Most large projects use a build process to generate its distribution files. The typical steps are as follows: configure, create dependencies, build tools, build executables & build documentations, and install & deploy.
At the first step, it configures software options and determine what are exactly to be built. The second step creates a dependency graph, which specifies the correct order in which all the components of the project are to be built. The third step builds some of the proprietary tools that can be used later in the build process. At the fourth step, the project-specific tools built at the third step, together with those standard tools, are used to preprocess, compile, and link the project executables. At the same time, documentations are generated in the final form as well.
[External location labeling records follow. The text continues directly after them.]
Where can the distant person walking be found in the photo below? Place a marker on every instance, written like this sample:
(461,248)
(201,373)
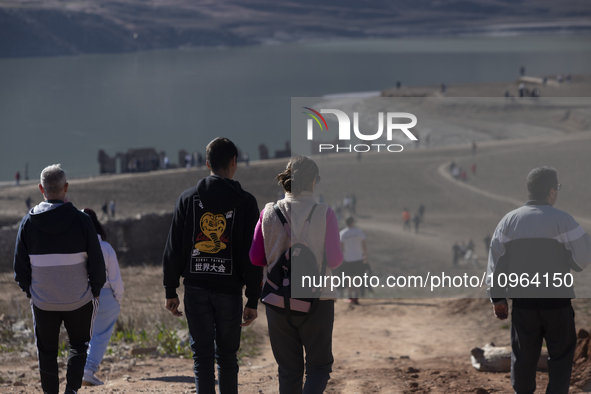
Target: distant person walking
(105,209)
(422,210)
(417,221)
(538,239)
(112,208)
(111,296)
(487,240)
(354,256)
(59,264)
(405,219)
(457,253)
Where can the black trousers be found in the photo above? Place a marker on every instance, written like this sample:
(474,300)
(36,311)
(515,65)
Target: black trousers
(288,344)
(528,328)
(78,324)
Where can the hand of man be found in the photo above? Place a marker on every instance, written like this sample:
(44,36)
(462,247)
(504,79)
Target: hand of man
(249,316)
(172,304)
(501,311)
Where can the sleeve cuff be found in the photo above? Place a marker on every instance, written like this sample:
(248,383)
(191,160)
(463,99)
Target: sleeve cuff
(252,303)
(171,293)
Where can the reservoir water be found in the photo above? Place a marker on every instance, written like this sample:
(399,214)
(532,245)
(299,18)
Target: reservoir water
(64,109)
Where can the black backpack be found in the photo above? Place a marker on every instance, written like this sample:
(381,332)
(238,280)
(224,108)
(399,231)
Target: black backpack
(277,288)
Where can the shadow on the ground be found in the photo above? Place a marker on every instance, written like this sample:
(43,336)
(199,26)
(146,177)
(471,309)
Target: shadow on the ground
(172,379)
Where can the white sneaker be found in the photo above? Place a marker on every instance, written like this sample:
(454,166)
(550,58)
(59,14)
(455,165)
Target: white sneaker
(90,380)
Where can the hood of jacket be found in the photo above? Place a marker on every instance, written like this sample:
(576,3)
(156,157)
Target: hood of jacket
(220,194)
(53,219)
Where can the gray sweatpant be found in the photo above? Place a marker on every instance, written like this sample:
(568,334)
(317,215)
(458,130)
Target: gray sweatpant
(288,344)
(528,328)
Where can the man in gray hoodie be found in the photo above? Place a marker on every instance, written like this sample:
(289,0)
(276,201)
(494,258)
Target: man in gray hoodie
(59,264)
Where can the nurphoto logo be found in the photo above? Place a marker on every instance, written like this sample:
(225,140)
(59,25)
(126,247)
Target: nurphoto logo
(392,125)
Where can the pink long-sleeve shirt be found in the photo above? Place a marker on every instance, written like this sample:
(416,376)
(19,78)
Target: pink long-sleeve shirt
(332,242)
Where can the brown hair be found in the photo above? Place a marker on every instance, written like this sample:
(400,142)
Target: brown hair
(97,225)
(299,174)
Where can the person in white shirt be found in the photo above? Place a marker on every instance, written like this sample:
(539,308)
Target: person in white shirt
(110,305)
(355,257)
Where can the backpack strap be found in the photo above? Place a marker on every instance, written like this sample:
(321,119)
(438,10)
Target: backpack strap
(282,219)
(307,225)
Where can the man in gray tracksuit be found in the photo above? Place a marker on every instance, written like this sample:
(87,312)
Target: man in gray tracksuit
(538,245)
(58,263)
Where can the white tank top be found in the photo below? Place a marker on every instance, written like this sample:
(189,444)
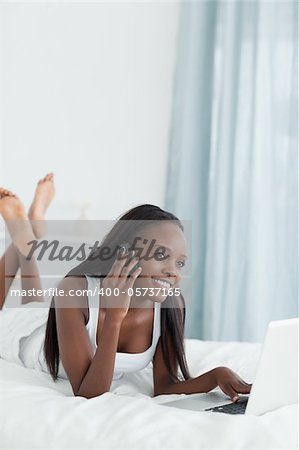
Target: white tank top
(124,362)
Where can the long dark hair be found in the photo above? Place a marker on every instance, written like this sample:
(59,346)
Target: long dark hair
(172,313)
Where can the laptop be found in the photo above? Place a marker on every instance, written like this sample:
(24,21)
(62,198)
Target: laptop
(275,384)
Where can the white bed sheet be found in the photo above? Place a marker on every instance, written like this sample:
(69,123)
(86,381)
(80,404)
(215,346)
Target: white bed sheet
(36,413)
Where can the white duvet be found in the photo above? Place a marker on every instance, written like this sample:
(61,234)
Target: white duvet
(36,413)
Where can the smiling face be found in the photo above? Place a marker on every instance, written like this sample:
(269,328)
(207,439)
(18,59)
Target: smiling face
(163,254)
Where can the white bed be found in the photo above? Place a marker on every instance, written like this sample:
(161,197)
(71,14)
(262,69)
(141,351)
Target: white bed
(37,413)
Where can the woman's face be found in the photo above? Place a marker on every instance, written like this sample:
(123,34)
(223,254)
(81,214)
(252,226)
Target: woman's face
(162,250)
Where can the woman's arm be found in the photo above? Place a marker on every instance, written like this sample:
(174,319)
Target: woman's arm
(90,375)
(229,382)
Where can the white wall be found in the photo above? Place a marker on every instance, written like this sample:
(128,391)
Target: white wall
(86,92)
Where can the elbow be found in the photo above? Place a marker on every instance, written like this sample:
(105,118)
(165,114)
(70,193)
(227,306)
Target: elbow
(162,390)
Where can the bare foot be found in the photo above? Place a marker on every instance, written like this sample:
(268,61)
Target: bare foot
(44,194)
(16,219)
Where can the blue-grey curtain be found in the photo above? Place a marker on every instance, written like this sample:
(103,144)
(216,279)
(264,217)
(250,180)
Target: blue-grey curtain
(233,163)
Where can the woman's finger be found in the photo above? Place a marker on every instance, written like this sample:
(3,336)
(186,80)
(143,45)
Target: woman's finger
(231,392)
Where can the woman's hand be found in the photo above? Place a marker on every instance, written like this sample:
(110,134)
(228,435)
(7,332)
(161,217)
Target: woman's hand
(117,307)
(230,383)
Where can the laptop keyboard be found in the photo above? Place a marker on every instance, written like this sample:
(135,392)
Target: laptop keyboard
(231,408)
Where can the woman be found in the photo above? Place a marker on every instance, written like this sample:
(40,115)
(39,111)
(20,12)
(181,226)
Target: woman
(90,345)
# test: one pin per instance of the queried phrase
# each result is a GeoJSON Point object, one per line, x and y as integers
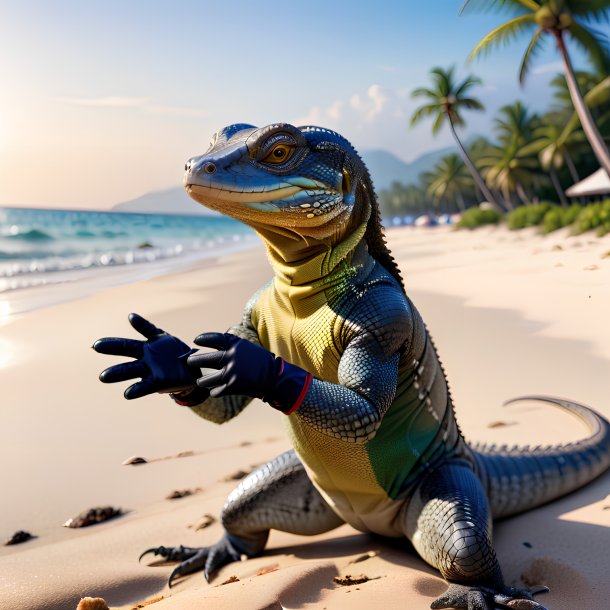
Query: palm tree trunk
{"type": "Point", "coordinates": [473, 170]}
{"type": "Point", "coordinates": [588, 125]}
{"type": "Point", "coordinates": [522, 194]}
{"type": "Point", "coordinates": [460, 201]}
{"type": "Point", "coordinates": [570, 163]}
{"type": "Point", "coordinates": [557, 185]}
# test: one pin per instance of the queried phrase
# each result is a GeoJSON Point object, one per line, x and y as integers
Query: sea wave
{"type": "Point", "coordinates": [30, 235]}
{"type": "Point", "coordinates": [39, 247]}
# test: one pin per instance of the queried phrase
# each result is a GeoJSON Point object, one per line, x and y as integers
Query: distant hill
{"type": "Point", "coordinates": [384, 166]}
{"type": "Point", "coordinates": [169, 201]}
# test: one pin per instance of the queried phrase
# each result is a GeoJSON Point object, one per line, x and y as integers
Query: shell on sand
{"type": "Point", "coordinates": [92, 603]}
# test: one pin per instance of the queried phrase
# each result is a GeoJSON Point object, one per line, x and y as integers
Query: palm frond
{"type": "Point", "coordinates": [503, 34]}
{"type": "Point", "coordinates": [467, 83]}
{"type": "Point", "coordinates": [594, 10]}
{"type": "Point", "coordinates": [423, 92]}
{"type": "Point", "coordinates": [424, 111]}
{"type": "Point", "coordinates": [532, 5]}
{"type": "Point", "coordinates": [534, 47]}
{"type": "Point", "coordinates": [471, 103]}
{"type": "Point", "coordinates": [594, 44]}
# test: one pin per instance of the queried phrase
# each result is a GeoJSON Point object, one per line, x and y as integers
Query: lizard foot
{"type": "Point", "coordinates": [208, 558]}
{"type": "Point", "coordinates": [484, 598]}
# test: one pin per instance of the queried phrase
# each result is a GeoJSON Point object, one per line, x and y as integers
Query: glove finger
{"type": "Point", "coordinates": [216, 340]}
{"type": "Point", "coordinates": [143, 326]}
{"type": "Point", "coordinates": [211, 380]}
{"type": "Point", "coordinates": [218, 391]}
{"type": "Point", "coordinates": [137, 390]}
{"type": "Point", "coordinates": [124, 371]}
{"type": "Point", "coordinates": [212, 360]}
{"type": "Point", "coordinates": [117, 346]}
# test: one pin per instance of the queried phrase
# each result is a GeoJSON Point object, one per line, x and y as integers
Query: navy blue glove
{"type": "Point", "coordinates": [246, 369]}
{"type": "Point", "coordinates": [161, 362]}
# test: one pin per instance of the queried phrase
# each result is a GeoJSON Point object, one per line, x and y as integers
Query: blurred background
{"type": "Point", "coordinates": [451, 104]}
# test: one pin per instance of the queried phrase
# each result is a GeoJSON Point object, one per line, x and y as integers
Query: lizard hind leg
{"type": "Point", "coordinates": [278, 495]}
{"type": "Point", "coordinates": [449, 523]}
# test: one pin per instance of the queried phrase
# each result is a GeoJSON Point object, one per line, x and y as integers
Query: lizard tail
{"type": "Point", "coordinates": [520, 478]}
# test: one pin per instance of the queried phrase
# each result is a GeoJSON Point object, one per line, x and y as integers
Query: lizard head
{"type": "Point", "coordinates": [298, 178]}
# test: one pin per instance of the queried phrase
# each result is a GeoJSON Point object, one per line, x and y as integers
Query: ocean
{"type": "Point", "coordinates": [49, 256]}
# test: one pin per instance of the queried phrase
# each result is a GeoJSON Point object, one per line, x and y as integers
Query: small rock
{"type": "Point", "coordinates": [18, 538]}
{"type": "Point", "coordinates": [268, 569]}
{"type": "Point", "coordinates": [134, 460]}
{"type": "Point", "coordinates": [182, 493]}
{"type": "Point", "coordinates": [148, 603]}
{"type": "Point", "coordinates": [349, 580]}
{"type": "Point", "coordinates": [92, 603]}
{"type": "Point", "coordinates": [185, 454]}
{"type": "Point", "coordinates": [364, 557]}
{"type": "Point", "coordinates": [236, 476]}
{"type": "Point", "coordinates": [500, 424]}
{"type": "Point", "coordinates": [204, 522]}
{"type": "Point", "coordinates": [93, 516]}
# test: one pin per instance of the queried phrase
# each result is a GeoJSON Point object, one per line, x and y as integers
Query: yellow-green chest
{"type": "Point", "coordinates": [301, 328]}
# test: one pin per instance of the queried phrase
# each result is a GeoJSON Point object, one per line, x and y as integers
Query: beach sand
{"type": "Point", "coordinates": [511, 313]}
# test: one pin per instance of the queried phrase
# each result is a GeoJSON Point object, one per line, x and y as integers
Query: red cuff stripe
{"type": "Point", "coordinates": [301, 397]}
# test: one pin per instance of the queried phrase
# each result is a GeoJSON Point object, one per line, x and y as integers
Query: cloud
{"type": "Point", "coordinates": [143, 103]}
{"type": "Point", "coordinates": [189, 111]}
{"type": "Point", "coordinates": [555, 66]}
{"type": "Point", "coordinates": [377, 118]}
{"type": "Point", "coordinates": [112, 101]}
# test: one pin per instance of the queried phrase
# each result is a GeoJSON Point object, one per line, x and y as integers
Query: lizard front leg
{"type": "Point", "coordinates": [278, 495]}
{"type": "Point", "coordinates": [449, 523]}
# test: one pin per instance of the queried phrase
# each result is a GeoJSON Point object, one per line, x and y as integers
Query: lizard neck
{"type": "Point", "coordinates": [307, 266]}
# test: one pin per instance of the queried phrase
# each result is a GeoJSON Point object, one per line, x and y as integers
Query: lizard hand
{"type": "Point", "coordinates": [160, 361]}
{"type": "Point", "coordinates": [244, 368]}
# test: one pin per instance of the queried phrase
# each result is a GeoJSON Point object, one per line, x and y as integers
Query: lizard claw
{"type": "Point", "coordinates": [469, 597]}
{"type": "Point", "coordinates": [170, 553]}
{"type": "Point", "coordinates": [209, 559]}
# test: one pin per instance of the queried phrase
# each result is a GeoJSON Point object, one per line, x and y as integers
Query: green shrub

At last, the resultant executables and documentations are installed on the target system or prepared for larger-scale deployment and distribution.
"By far the most intricate part of a build process concerns the definition and management of the project's dependencies. These specify how different project parts depend on each other and, therefore, the order in which the project's parts are to be built." It is quite right. Usually, distribution files depend on executables and documentations, and some libraries and components. Documentations depend on those source documents, while executables depend on object files, including some libraries and components which also depend on some object files. Object files, of course, depend on source files, and header files if written in C or C++.
It is not easy to get a dependency graph from a concrete build process manually, vice versa. However, there are some automatic tools to do so. The famous examples are make, ant, etc.